Let $\Omega=(1,\infty).$ Then for any given $f\in L^2(\Omega),$ the equation $$ -u''=f\,\,\text{in}\,\,\Omega, $$ does not admit any weak solution in $W_{0}^{1,2}(\Omega).$
I tried the solution by contradictory argument. Indeed, suppose such a weak solution exists, say $u.$ Then for every $\phi\in H_0^{1}(\Omega),$ we have $$ \int_{\Omega}\,u'\phi'\,dx=\int_{\Omega}f\phi\,dx $$ I tried to construct $\phi_n\in C_c^{\infty}(\Omega)$ such that the above inequality become false. I think this idea will work, but I am still unable to construct such $\phi.$ If anyone can help me regarding this or with some other idea on solving this problem, it will be very grateful for me. Thanks.
I tried to sow some doubt about the question yesterday, by giving a couple of examples, where a weak solution actually exists in the comments.
Below is a failed attempt to show that a weak solution always exists, but as pointed out by daw in a comment I failed at properly checking the coercivity. You can consider it as an example on how not to prove something.
For every $f\in L^2(\Omega)$ the equation $$ -u'' = f $$ admits a weak solution $u\in H^1_0(\Omega)$.

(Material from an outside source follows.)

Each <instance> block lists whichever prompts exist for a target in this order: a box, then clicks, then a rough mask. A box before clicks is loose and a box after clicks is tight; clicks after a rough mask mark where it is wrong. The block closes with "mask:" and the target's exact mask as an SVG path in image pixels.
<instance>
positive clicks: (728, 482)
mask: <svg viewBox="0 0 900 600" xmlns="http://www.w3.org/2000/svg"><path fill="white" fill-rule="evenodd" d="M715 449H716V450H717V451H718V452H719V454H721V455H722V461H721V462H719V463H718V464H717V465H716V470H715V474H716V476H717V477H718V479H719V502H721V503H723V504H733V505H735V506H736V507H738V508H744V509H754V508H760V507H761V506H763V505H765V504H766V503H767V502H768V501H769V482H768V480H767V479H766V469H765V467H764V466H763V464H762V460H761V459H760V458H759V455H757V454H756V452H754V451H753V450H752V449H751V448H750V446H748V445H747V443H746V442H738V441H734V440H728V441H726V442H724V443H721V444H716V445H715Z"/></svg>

By multiplying with test functions and partial integration you get the weak formulation: \begin{equation}\tag{1} a(u,v) := \langle u',v'\rangle_{L^2} = \langle f, v\rangle_{L^2}, \end{equation} for all $v \in C^\infty_0(\Omega)$. By density this statement also holds for all $v \in H^1_0(\Omega)$. One easily verifies that $a$ is a coercive (this is not true), bounded sesquilinear form on $H^1_0(\Omega)$. The theorem of Lax-Milgram shows that $u\in H^1_0(\Omega)$ such that (1) holds exists if $\langle f, \cdot \rangle_{L^2} \in (H^1_0(\Omega))'$. That $\langle f, \cdot \rangle_{L^2} \in (H^1_0(\Omega))'$ is clear by the Cauchy-Schwarz inequality.